Back in 1992, our efforts to debunk Louis Farrakhan's "academic" screed accusing Jews of a central role in the African Slave Trade received a major boost from Harvard's Director of African American Studies, Professor Henry Louis Gates Jr.

That also was the year we began our TOOLS FOR TOLERANCE® training program, which over the years has involved more than 100,000 law enforcement officers, including Officer James Crowley of the Cambridge (Mass.) Police Department.

The officers who came to our training sessions kept telling us of their concern about and confusion over racial profiling, which led us in 2001 to create an interactive course called Perspectives on Profiling™.

Enter Sgt. Crowley, who in 2007 was sent by his department to the Museum of Tolerance to become a trainer on the issue of racial profiling. Crowley was an outstanding student, and he was invited back last year for an advanced course. "He stands out to me. He was one of those people who really engaged in sessions, who really showed a high level of understanding of the issue," said Sunny Lee, director of Tools for Tolerance® for Law Enforcement.

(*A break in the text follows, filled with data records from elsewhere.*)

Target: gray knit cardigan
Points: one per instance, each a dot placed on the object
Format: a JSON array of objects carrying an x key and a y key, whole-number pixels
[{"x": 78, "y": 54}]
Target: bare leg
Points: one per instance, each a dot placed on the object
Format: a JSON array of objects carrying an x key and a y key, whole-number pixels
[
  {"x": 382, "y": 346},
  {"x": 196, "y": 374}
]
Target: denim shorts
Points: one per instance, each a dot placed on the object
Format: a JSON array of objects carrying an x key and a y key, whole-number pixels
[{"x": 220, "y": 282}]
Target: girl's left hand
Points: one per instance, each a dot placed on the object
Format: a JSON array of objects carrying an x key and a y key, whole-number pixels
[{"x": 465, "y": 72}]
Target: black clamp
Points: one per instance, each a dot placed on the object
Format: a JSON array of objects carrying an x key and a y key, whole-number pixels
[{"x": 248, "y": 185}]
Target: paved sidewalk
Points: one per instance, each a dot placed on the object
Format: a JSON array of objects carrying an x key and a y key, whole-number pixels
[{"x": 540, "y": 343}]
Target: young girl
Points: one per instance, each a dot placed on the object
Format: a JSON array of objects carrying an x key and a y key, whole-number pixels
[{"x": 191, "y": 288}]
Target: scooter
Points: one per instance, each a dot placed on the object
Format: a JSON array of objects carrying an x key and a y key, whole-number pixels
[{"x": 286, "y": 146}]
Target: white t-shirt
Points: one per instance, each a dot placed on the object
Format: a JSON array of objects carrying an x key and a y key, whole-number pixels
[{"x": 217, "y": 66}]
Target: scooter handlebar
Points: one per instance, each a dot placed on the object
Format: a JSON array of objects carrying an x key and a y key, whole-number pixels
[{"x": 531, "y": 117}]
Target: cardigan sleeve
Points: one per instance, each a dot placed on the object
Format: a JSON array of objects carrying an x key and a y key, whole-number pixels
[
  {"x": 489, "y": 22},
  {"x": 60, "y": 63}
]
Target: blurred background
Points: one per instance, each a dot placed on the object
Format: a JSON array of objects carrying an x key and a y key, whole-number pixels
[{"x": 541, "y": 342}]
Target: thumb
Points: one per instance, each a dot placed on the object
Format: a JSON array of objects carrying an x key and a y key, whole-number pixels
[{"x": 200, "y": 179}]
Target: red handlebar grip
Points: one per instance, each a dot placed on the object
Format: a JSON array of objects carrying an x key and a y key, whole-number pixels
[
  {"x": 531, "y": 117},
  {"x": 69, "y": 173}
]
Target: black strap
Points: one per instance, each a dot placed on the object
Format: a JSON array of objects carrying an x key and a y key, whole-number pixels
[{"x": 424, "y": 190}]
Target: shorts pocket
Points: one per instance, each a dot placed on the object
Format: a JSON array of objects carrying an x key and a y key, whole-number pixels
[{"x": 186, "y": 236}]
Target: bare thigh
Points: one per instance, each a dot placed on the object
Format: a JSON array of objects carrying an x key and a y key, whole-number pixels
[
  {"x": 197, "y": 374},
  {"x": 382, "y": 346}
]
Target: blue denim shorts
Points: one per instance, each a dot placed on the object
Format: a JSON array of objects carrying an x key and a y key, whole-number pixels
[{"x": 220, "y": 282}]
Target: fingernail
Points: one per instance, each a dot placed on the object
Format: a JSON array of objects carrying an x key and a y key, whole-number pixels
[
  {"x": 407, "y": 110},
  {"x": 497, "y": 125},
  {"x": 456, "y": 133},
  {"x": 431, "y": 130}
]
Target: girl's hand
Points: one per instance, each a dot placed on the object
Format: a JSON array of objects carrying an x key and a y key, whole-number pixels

In his coursework, Crowley and hundreds of other officers were confronted with the complexities surrounding the debate on racial profiling, including:

1. The confusion surrounding three terms:

• Criminal Profiling
• Raciali Profiling
• Racism

2. The myth that statistics prove that an individual member of a specific racial group is more likely to commit a given crime.

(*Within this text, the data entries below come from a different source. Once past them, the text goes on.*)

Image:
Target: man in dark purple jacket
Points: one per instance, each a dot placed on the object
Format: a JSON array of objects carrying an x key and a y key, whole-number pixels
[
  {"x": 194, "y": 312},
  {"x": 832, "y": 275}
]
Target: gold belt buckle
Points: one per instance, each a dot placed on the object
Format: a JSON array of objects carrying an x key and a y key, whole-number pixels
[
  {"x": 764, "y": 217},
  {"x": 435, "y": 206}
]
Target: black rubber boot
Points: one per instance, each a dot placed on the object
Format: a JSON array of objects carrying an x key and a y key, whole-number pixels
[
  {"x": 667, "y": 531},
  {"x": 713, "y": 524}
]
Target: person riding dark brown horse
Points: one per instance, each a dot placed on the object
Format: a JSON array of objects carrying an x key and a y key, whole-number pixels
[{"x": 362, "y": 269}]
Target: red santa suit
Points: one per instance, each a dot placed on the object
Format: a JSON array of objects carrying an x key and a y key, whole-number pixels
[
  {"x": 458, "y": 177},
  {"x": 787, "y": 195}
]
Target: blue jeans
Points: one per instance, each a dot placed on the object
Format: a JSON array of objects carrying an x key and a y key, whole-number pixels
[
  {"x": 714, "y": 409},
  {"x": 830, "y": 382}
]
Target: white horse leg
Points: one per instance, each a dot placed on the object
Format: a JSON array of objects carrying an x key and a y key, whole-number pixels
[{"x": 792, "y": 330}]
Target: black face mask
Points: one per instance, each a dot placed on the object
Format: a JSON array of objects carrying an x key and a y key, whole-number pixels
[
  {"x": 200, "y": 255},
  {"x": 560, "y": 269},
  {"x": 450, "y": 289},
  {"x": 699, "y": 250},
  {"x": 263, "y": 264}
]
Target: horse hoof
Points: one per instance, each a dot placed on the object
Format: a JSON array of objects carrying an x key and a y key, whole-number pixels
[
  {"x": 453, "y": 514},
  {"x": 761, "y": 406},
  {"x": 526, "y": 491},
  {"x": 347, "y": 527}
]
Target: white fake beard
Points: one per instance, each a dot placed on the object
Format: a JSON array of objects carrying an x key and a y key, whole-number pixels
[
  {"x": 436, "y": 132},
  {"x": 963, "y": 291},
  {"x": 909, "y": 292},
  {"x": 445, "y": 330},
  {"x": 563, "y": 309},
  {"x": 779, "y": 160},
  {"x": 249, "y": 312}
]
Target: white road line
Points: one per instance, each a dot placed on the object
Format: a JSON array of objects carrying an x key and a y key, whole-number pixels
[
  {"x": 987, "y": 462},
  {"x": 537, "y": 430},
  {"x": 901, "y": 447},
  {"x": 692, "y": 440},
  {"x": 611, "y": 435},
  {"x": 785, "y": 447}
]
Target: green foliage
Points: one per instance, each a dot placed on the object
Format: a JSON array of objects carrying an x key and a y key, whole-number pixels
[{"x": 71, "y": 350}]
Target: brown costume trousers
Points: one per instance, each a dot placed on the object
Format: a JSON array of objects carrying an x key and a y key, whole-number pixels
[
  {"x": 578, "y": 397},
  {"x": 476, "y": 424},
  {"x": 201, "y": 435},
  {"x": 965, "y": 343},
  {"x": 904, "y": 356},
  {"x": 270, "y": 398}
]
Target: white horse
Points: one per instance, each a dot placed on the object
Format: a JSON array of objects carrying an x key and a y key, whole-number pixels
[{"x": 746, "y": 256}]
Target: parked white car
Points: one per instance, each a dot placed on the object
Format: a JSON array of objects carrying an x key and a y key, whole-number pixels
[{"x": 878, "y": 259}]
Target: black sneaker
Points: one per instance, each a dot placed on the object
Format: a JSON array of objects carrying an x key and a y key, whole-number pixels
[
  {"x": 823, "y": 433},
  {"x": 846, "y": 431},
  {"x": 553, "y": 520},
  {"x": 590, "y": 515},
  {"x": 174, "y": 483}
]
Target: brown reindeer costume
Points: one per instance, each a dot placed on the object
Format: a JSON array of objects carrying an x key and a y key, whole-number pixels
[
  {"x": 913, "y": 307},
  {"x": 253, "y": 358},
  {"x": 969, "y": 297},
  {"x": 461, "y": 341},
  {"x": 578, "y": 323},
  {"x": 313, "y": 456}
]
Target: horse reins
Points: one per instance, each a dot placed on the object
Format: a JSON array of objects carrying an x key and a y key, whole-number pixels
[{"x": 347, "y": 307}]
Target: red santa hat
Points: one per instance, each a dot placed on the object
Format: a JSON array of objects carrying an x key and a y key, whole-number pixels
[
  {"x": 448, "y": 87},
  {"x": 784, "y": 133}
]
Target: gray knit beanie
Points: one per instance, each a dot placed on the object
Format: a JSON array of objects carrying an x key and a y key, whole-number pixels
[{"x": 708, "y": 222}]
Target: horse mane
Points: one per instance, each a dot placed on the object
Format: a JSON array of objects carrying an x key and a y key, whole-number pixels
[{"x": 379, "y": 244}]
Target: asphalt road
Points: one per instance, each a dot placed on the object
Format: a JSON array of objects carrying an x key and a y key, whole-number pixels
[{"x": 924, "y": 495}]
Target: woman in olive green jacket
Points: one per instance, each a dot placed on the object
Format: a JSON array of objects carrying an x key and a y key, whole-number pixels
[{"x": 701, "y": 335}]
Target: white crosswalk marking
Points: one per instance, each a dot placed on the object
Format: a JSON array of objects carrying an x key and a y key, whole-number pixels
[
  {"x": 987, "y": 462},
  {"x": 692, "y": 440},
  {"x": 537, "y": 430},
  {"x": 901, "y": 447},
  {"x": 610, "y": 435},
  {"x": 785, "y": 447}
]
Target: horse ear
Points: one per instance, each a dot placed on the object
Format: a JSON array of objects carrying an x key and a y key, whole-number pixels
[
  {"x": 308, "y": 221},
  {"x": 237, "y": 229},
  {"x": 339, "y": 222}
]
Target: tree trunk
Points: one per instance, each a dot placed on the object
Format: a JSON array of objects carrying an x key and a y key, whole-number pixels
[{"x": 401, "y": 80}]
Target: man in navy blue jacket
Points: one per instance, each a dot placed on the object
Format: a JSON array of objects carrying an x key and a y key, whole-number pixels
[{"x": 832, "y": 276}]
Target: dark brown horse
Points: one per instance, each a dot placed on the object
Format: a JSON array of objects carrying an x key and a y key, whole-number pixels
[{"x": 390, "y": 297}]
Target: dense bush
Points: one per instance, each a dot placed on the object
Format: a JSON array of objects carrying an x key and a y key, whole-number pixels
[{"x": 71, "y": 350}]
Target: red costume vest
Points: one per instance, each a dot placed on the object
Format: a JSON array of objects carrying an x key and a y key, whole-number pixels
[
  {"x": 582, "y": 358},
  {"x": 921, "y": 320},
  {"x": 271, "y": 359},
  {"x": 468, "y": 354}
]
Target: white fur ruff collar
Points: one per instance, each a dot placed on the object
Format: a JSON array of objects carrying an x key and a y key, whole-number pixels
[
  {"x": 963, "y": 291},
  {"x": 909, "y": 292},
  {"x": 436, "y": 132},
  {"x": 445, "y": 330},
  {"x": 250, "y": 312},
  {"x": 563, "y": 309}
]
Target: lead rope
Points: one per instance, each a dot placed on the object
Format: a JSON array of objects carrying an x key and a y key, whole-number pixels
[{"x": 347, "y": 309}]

3. The danger of police officers abandoning their intuitive skills out of fear of being accused of bias and racial profiling.

4. The dangerous trend of police disengagement from potentially sensitive suspects to avoid accusations of racial profiling or selective engagement to satisfy quotas.

After the Slave Trade debate in 1992, Professor Gates gave the Wiesenthal Center's annual State of Anti-Semitism Lecture: "We must acknowledge our diversity even while we identify with each other...In short, place a priority in our shared humanity andAFt identify not as a ******...nor **** but as man, permitted to be man," he said.

Visitors to our New York Tolerance Center will find this quote from Professor Gates embedded between quotes from Gandhi and Einstein: "There is no Tolerance without Respect; there's no Respect without Knowledge".

Events in Cambridge involving Gates and Crowley have shown us how far we still have to go on these issues. We believe these matters are too important to leave to politicians and too explosives to place in the hands of demagogues.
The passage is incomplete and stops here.